Als Piazzolla 1992 starb, hinterliess
er eine wunderbare Sammlung von
Kompositionen und Aufnahmen, die geradezu
einladen dieses Erbe weiterzuführen,
sich von der Leidenschaft und Beseeltheit
seiner Musik zu neuen Klängen,
Experimenten und Interpretationen
verführen zu lassen.
Dies war der Ausgangspunkt für die
Tango Nuevo - Begeisterung der Pianistin
Elena Szirmai, als sie vor einigen Jahren
zunächst mit Saxofonist Otmar Kramis
im Duo Piazzollas Musik zu spielen begann
und nun mit Bassist Herbert Kramis zur
idealen Form des Trios fand.
Dank intensiver Zusammenarbeit und
langjähriger Freundschaft gelingt es
dem Trio, über die blosse
Interpretation hinaus der Musik Piazzollas
durch Erweiterung und Improvisation einen
eigenen Stempel aufzudrücken.

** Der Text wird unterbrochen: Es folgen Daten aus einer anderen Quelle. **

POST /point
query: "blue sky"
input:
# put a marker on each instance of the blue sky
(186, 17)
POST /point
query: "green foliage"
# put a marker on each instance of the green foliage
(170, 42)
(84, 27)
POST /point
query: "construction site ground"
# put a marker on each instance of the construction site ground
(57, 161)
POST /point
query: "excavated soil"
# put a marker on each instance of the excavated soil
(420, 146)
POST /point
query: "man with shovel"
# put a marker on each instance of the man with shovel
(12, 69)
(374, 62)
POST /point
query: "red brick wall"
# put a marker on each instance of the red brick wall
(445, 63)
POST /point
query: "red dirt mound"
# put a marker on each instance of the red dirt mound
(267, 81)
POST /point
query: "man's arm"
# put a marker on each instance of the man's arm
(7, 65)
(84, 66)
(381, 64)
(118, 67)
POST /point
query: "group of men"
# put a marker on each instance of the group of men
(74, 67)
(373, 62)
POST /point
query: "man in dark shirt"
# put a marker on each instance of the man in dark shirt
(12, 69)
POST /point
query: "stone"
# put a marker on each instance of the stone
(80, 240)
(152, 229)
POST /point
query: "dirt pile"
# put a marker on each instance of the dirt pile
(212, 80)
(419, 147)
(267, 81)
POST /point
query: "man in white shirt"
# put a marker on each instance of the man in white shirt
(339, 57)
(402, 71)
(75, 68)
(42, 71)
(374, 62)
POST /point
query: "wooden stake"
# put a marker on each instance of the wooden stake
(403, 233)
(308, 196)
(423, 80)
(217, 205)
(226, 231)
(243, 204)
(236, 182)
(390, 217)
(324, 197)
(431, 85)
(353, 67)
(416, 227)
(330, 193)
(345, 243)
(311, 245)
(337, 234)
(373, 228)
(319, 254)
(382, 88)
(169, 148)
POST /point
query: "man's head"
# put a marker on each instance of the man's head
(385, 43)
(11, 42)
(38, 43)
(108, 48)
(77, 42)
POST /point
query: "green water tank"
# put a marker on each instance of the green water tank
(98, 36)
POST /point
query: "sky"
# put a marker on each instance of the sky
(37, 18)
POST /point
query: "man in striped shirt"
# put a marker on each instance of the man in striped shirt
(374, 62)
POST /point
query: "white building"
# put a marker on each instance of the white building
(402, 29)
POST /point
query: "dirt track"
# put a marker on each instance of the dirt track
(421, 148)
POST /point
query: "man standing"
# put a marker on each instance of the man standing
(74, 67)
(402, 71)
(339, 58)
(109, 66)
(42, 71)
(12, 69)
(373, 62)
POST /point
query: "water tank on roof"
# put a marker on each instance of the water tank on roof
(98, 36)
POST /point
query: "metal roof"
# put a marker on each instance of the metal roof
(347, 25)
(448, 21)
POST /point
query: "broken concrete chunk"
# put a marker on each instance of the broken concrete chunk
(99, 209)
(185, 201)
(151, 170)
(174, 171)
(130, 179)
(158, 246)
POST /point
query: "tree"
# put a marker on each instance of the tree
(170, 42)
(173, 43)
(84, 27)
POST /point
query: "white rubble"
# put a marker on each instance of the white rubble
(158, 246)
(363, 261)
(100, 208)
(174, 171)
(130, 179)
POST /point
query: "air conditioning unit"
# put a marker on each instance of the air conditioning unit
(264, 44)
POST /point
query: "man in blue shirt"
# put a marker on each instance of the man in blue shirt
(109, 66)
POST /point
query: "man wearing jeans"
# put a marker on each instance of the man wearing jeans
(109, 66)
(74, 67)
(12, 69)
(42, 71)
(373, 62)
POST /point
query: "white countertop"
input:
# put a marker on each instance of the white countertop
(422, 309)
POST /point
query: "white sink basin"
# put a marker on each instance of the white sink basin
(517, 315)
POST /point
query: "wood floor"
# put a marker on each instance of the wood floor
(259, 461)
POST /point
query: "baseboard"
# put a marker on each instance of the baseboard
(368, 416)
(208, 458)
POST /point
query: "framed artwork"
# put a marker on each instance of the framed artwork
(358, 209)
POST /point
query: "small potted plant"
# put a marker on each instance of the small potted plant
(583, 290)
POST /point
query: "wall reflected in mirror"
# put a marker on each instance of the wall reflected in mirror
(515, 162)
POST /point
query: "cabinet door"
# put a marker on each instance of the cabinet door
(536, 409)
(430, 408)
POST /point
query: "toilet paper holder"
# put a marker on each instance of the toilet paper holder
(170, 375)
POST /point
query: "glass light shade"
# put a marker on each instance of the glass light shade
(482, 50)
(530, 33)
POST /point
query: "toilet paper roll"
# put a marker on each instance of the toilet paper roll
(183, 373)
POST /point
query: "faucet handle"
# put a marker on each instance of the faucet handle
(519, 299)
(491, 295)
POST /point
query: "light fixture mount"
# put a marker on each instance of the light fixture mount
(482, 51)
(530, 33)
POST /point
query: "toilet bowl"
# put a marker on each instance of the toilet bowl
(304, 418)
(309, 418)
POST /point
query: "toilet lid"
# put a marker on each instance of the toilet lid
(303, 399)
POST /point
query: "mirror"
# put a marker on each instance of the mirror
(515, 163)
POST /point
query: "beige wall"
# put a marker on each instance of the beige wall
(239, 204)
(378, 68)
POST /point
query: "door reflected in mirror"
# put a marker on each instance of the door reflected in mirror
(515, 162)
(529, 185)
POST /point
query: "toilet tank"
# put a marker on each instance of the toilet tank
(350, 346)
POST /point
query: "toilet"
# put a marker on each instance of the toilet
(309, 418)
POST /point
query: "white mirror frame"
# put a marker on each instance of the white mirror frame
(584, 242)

Sie
sind nicht die ersten, die Piazzollas
Musik entdeckt haben, aber sicher Musiker,
die dessen kompositorisches Erbe auf den
Punkt bringen.
Das Trio Szirmai-Kramis verspricht ein
intensives musikalisches Erlebnis, wobei
Handwerk im Dienste der Musik und
präzises Zusammenspiel vor
Solo-ismus" steht.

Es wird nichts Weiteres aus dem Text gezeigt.